Lupin gave him a long, compassionate look. "Despite that, you should return to Hogwarts. It's your home. And there are some useful things you could learn. Mainly Occlumency – as I would like to remind you again."
"I suppose, I'll never be good at that," Harry grumbled. "And what use would it be against him; he knows what I want anyway."
"You shouldn't solely concentrate on Voldemort, Harry, do you understand? That's exactly what he wants. He wants us to see only the darkness. The Dementors will have an easy job if we forget what makes our lives worth while," Lupin said.
"Well, the thing is – I'm so angry! I want him to pay for it! I want to see him suffer!"
"That's understandable. Voldemort –"
"I don't mean him, at least not only him. I mean – Snape!" Harry spit the name out and unconsciously clenched his fists.

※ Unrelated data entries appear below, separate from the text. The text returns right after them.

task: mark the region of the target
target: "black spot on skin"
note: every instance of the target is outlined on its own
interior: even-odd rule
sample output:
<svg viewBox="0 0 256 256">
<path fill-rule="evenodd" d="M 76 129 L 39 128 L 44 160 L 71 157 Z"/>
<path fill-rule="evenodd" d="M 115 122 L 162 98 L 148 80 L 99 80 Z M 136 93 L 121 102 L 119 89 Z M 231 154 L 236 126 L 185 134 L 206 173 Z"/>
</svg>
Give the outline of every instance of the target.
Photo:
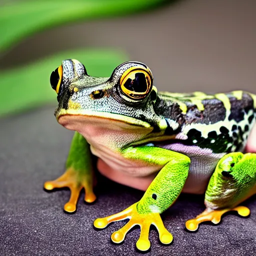
<svg viewBox="0 0 256 256">
<path fill-rule="evenodd" d="M 232 146 L 230 146 L 230 148 L 228 148 L 227 150 L 226 150 L 226 152 L 228 153 L 230 153 L 230 152 L 232 152 Z"/>
<path fill-rule="evenodd" d="M 248 118 L 248 122 L 249 122 L 249 124 L 252 124 L 252 120 L 254 118 L 254 114 L 252 114 L 249 116 Z"/>
<path fill-rule="evenodd" d="M 226 110 L 222 102 L 216 98 L 202 100 L 204 107 L 202 112 L 203 124 L 215 124 L 224 120 Z"/>
<path fill-rule="evenodd" d="M 238 137 L 238 134 L 236 134 L 236 132 L 234 132 L 232 134 L 232 135 L 233 136 L 233 137 L 234 137 L 234 138 Z"/>
<path fill-rule="evenodd" d="M 222 126 L 222 127 L 220 128 L 220 132 L 222 132 L 222 134 L 228 134 L 229 132 L 228 130 L 224 126 Z"/>
<path fill-rule="evenodd" d="M 150 94 L 150 99 L 152 100 L 156 100 L 156 92 L 154 90 L 152 90 Z"/>
<path fill-rule="evenodd" d="M 52 71 L 50 76 L 50 83 L 52 88 L 54 90 L 56 90 L 56 88 L 60 80 L 60 76 L 58 75 L 58 68 L 57 68 L 54 71 Z"/>
<path fill-rule="evenodd" d="M 241 128 L 240 126 L 238 126 L 238 130 L 239 130 L 239 133 L 240 134 L 240 136 L 241 136 L 241 134 L 242 134 L 244 132 L 242 132 L 242 128 Z"/>
<path fill-rule="evenodd" d="M 180 124 L 184 122 L 182 110 L 176 102 L 162 100 L 159 96 L 157 96 L 153 108 L 158 116 L 163 116 L 166 118 L 176 121 L 179 120 L 178 122 Z"/>
<path fill-rule="evenodd" d="M 187 135 L 189 138 L 200 138 L 201 137 L 202 133 L 196 129 L 192 128 L 188 131 Z"/>
<path fill-rule="evenodd" d="M 242 146 L 242 142 L 238 143 L 238 146 L 236 147 L 236 152 L 240 151 L 241 147 Z"/>
<path fill-rule="evenodd" d="M 94 100 L 102 98 L 104 96 L 104 92 L 102 90 L 95 90 L 92 92 L 92 94 Z"/>
<path fill-rule="evenodd" d="M 244 92 L 241 100 L 232 96 L 230 96 L 230 114 L 228 120 L 234 120 L 239 122 L 244 118 L 244 113 L 248 114 L 250 110 L 254 110 L 254 100 L 250 96 Z"/>
<path fill-rule="evenodd" d="M 169 122 L 168 122 L 168 120 L 166 118 L 166 122 L 167 124 L 167 128 L 166 129 L 166 130 L 164 131 L 164 134 L 170 134 L 170 135 L 174 134 L 174 129 L 172 129 L 172 127 L 170 127 L 170 124 Z M 176 131 L 175 132 L 175 133 L 176 133 L 178 132 L 178 131 Z"/>
<path fill-rule="evenodd" d="M 213 130 L 212 132 L 210 132 L 208 134 L 208 137 L 210 138 L 216 138 L 218 137 L 217 132 L 215 132 L 215 130 Z"/>
<path fill-rule="evenodd" d="M 232 130 L 236 130 L 238 128 L 238 126 L 236 124 L 233 124 L 232 126 Z"/>
<path fill-rule="evenodd" d="M 223 176 L 228 178 L 232 178 L 232 177 L 230 172 L 227 172 L 226 170 L 222 170 L 222 174 L 223 175 Z"/>
</svg>

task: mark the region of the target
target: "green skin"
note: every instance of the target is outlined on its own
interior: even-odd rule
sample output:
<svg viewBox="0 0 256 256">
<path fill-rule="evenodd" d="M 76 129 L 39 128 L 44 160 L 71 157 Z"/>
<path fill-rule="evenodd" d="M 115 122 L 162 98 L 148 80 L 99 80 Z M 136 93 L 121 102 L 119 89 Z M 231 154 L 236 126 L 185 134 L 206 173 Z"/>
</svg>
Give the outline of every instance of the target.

Lupin looked at him and Harry thought that he looked very tired.
"Harry –"
"No! Don't even start to try finding any kind of explanations for what he did! I don't want to hear them! He's a murderer and a traitor! He betrayed my parents, provoked Sirius to the point that he ran toward his own death, and Dumbledore – Dumbledore –" He couldn't speak anymore. His mind returned to Snape's face, staring at Dumbledore as he helplessly rested against the wall. His face showed only hatred and bitterness before he threw his Avada Kedavra at Dumbledore, the only one who had completely trusted him. There was no forgiving that.

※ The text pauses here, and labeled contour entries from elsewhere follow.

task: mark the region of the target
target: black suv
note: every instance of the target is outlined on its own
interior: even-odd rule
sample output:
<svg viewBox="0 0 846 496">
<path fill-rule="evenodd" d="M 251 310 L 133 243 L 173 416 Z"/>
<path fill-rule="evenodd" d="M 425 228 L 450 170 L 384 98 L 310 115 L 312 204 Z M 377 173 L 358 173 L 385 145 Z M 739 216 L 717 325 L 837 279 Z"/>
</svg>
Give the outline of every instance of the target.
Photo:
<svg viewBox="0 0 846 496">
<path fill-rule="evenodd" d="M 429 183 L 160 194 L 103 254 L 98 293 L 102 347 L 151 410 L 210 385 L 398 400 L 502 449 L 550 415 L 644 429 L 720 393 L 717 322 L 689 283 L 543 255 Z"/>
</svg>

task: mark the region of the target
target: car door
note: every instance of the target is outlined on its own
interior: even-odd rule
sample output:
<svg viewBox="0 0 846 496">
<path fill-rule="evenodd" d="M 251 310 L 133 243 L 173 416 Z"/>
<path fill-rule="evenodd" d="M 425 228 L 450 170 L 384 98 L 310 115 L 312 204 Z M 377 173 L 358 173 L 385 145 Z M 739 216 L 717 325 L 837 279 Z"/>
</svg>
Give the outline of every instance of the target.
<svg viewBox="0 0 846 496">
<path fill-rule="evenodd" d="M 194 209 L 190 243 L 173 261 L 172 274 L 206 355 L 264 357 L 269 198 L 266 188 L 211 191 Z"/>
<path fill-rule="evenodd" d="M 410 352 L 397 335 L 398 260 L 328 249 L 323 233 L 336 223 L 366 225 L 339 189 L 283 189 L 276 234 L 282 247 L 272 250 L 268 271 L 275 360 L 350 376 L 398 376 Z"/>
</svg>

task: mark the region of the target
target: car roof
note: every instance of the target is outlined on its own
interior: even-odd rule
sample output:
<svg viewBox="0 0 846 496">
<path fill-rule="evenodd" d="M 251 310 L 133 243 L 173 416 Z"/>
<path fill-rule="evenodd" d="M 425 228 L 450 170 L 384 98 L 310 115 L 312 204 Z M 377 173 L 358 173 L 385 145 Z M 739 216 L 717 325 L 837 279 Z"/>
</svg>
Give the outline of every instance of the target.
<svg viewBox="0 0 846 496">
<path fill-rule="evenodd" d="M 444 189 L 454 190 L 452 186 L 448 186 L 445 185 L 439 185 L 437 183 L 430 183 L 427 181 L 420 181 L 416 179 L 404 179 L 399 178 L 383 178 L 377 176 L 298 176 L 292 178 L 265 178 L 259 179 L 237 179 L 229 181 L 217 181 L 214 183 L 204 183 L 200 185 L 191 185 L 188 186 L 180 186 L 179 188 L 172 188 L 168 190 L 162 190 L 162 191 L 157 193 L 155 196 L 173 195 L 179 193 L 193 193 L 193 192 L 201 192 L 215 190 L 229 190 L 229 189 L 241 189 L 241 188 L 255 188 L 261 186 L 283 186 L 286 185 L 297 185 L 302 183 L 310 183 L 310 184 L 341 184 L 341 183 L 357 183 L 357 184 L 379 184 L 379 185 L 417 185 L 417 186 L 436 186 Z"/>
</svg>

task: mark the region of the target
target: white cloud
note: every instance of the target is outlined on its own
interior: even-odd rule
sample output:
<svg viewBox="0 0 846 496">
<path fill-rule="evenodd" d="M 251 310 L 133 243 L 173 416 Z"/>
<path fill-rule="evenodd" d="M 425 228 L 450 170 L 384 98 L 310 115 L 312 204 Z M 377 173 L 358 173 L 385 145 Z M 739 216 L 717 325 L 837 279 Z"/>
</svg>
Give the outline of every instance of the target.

Lupin, sitting in his arm chair, remained silent for a while. Then he took another helpless try. "I don't understand it either, Harry, I have to admit that. Maybe I was mistaken about Severus. Something must have happened to him that let – this part of him prevail again."
"I never trusted him! He always hated me, from the very first moment. Every one of his actions was ambiguous. How could Dumbledore have trusted him? Why? Why was it possible that Dumbledore was so deceived? He could still be alive!" Angrily he brushed away his tears.

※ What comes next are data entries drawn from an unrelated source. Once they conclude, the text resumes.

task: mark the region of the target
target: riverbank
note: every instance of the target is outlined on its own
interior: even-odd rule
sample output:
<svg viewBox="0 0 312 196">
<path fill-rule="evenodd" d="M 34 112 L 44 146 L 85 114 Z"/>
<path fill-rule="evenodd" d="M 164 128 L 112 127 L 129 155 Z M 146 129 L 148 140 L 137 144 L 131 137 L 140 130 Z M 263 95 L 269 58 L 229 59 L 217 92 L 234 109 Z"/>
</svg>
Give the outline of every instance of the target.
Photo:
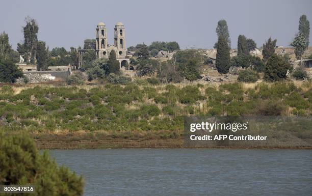
<svg viewBox="0 0 312 196">
<path fill-rule="evenodd" d="M 41 150 L 50 149 L 120 149 L 120 148 L 194 148 L 184 145 L 184 139 L 148 139 L 133 140 L 129 139 L 114 139 L 80 141 L 43 141 L 35 139 L 37 148 Z M 211 146 L 209 147 L 196 147 L 206 149 L 312 149 L 310 146 Z"/>
</svg>

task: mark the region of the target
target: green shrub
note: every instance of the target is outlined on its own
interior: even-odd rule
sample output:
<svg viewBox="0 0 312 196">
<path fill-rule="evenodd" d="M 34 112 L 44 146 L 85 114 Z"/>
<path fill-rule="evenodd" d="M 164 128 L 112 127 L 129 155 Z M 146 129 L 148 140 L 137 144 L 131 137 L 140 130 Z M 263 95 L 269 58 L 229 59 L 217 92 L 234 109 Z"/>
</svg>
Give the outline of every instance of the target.
<svg viewBox="0 0 312 196">
<path fill-rule="evenodd" d="M 245 82 L 254 82 L 259 79 L 259 74 L 255 71 L 245 70 L 240 71 L 237 80 Z"/>
<path fill-rule="evenodd" d="M 126 85 L 131 81 L 131 78 L 123 75 L 118 75 L 111 73 L 107 77 L 108 81 L 114 84 Z"/>
<path fill-rule="evenodd" d="M 179 101 L 181 103 L 191 104 L 199 99 L 203 99 L 200 92 L 196 87 L 187 86 L 177 92 Z"/>
<path fill-rule="evenodd" d="M 39 152 L 28 135 L 0 132 L 0 157 L 1 184 L 32 184 L 36 195 L 83 194 L 82 177 Z"/>
<path fill-rule="evenodd" d="M 147 80 L 148 83 L 152 85 L 156 85 L 160 83 L 160 81 L 159 81 L 158 78 L 155 77 L 151 77 L 150 78 L 147 78 Z"/>
<path fill-rule="evenodd" d="M 154 98 L 154 101 L 156 103 L 165 104 L 169 102 L 169 99 L 167 97 L 159 96 Z"/>
<path fill-rule="evenodd" d="M 309 102 L 297 92 L 294 92 L 287 97 L 285 103 L 291 107 L 295 107 L 298 109 L 307 109 L 310 106 Z"/>
<path fill-rule="evenodd" d="M 304 79 L 308 79 L 306 71 L 302 67 L 296 68 L 293 72 L 293 76 L 297 80 L 302 80 Z"/>
<path fill-rule="evenodd" d="M 282 102 L 266 100 L 258 106 L 257 113 L 264 116 L 279 116 L 285 109 L 285 107 Z"/>
<path fill-rule="evenodd" d="M 160 109 L 155 105 L 143 105 L 141 106 L 140 110 L 143 116 L 145 118 L 158 116 L 161 113 Z"/>
<path fill-rule="evenodd" d="M 85 83 L 85 78 L 82 73 L 71 74 L 68 77 L 67 83 L 69 85 L 82 85 Z"/>
</svg>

"Dumbledore knew Snape so much longer than you know him, Harry," Lupin gently said. "Don't you think that he knew more about him than you can imagine?"
"Why aren't you furious?" Harry suddenly asked when he had regained his speech. "Why don't you hate him?"
"Because hate will not bring Albus Dumbledore back to life. Nothing can. I'm convinced that his death served a purpose. That is what we have to look for, Harry. It's dangerous to be lost in hatred; there's nothing more dangerous in times like these. Hatred blinds you and makes you careless. It deprives you of the joy of living. Then the dark side has another victim." Lupin slowly got up and stretched. "It's very late. And we want to be up early if I got you right. We should get some sleep."
Harry nodded. But he still remained seated for some time after Lupin had gone back down stairs.
When he finally dropped on his bed in the room next door, his last thought was that he had forgotten something.